マーリンのことを知ったリュークはため息をついた。
「魔法属性の相性を否定するだけで十分に名声は得られると思うんだけどな…」
「ワシもそのことは言ったのじゃが…信じてくれなくてのぉ」
「…ん?学園長も属性相性がないことを知ってるのですか?」
「属性相性は若い魔法使いしか信じておらんよ。ただ否定するにも否定材料が少ないし、ワシらが気づかなくても誰かが気づくだろう。ということで若い者の名声のために老人は否定していないんじゃ」
「若い者の名声…そんなことまで考えているんですか」
「じゃから、この学校では属性相性なんて教えておらんじゃろ?」
ふと思い返してみれば、この学校に所属している教職員の口から「相性」なんて言葉が一度も出ていないことをリュークは思い出す。
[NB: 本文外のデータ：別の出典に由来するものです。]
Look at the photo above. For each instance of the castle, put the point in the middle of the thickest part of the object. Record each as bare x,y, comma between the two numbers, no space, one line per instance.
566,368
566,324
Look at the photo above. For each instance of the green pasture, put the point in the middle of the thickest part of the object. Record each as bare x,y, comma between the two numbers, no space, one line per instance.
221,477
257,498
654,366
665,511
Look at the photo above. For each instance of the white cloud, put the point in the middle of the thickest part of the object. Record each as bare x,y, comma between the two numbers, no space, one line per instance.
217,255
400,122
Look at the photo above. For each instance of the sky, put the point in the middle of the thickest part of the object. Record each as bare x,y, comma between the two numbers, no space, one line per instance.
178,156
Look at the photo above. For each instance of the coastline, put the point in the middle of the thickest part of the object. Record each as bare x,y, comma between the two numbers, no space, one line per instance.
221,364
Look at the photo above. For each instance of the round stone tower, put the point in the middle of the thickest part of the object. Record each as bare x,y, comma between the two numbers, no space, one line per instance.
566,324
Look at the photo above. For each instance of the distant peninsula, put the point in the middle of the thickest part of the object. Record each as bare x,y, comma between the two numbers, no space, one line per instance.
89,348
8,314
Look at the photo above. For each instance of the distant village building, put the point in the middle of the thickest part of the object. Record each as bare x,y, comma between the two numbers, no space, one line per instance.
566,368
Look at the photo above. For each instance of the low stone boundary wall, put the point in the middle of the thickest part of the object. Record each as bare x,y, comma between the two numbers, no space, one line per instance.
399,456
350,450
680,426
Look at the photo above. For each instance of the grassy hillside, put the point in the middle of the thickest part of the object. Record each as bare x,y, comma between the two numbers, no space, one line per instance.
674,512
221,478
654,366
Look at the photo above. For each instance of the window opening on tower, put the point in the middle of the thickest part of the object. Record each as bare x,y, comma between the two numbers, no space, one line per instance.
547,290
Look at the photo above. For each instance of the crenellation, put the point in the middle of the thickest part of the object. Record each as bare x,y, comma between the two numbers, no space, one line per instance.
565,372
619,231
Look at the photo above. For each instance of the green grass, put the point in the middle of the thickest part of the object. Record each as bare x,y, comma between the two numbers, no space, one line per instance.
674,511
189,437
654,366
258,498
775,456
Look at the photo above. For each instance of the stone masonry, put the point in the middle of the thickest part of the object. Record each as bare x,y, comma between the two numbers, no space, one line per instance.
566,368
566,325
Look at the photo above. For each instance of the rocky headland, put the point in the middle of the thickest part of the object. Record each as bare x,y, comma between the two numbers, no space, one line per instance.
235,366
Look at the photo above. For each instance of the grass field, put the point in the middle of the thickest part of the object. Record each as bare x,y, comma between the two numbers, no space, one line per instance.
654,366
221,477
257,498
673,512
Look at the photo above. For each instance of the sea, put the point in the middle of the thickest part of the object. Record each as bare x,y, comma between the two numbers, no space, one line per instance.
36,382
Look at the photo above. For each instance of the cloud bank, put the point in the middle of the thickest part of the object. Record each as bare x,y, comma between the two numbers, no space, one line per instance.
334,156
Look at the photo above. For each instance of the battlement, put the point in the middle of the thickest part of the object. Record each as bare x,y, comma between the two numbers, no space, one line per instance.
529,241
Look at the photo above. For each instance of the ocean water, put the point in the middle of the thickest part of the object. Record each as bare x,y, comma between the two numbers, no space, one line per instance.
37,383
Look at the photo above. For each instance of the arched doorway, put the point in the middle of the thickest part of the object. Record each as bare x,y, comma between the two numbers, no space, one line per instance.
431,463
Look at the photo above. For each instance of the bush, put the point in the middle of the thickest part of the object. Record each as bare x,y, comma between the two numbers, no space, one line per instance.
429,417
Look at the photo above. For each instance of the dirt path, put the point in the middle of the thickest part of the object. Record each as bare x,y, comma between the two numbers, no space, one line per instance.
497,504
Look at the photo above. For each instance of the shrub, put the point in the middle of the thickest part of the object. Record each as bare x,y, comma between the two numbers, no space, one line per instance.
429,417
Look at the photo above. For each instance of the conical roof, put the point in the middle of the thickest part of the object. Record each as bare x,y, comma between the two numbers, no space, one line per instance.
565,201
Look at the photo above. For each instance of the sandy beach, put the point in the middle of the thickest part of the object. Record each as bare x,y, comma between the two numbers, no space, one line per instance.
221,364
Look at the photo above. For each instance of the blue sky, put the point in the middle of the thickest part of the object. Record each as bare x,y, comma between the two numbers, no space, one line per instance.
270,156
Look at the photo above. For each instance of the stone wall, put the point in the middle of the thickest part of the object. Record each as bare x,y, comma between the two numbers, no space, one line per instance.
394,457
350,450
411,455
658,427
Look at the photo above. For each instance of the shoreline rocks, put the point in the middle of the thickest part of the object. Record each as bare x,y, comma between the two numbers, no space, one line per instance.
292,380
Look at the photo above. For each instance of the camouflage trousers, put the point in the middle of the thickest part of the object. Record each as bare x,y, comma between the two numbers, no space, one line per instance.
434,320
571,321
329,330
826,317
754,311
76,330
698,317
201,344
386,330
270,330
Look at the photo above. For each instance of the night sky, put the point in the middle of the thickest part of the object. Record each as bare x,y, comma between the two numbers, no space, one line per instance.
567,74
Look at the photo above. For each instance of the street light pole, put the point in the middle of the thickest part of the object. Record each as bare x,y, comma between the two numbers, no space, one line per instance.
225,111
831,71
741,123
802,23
「でも知っているならこの学校の教師の誰かが言ってもおかしくないような…」
「じゃから、断言できるほどの否定材料がないんじゃ。すこし前にも否定した者がおったが、あくまでも憶測や偶然などといって認可されなくてのぉ」
するとヴィイは何か思いついたのか手をポンと叩き、リュークを見た。
「お主なら否定材料を持っておるじゃろ?お主が言ってみてはどうじゃ?」
「嫌ですよ…目立ちたくないの知ってますよね」
「そうじゃった…忘れておったわい」
ヴィイは残念だとばかりに深いため息をつく。
「それで…僕はこの後授業に出た方がいいですかね?」
「今日は欠席扱いじゃから、出るも良いが休まなくて大丈夫かの?」
「欠席扱いであれば、自分の部屋で寝てきます…まだ眠いので」
「そうかそうか。ゆっくり休むんじゃぞ」
「はい、お疲れ様です」
リュークはヴィイに挨拶をすると、医療室を出て寮の自分の部屋で寝た。
☆☆☆
「どうしたら!どうしたらいいの!」
「マーリン様!落ち着いてください!」
「落ち着いていられないわよ!あの子供が欲しいの!なのに全く案が思いつかないの!」
マーリンは狂ったように部屋にある家具を投げたりしている。
彼女はリュークを欲していた。その理由はリュークの魔法だけではなかった。
「あんな魔力量があるなら!私のあの仮説も証明できるはずなのよ!」
リュークの捕捉に失敗した後、襲撃した者からの報告書により判明したことがある。
魔封じには複数の種類がある。
起動に時間がかかり、密室でしか使えないお香・煙型。
飲ませれば封じさせることが可能であり、量により変動はするが場所に縛りがない液体型。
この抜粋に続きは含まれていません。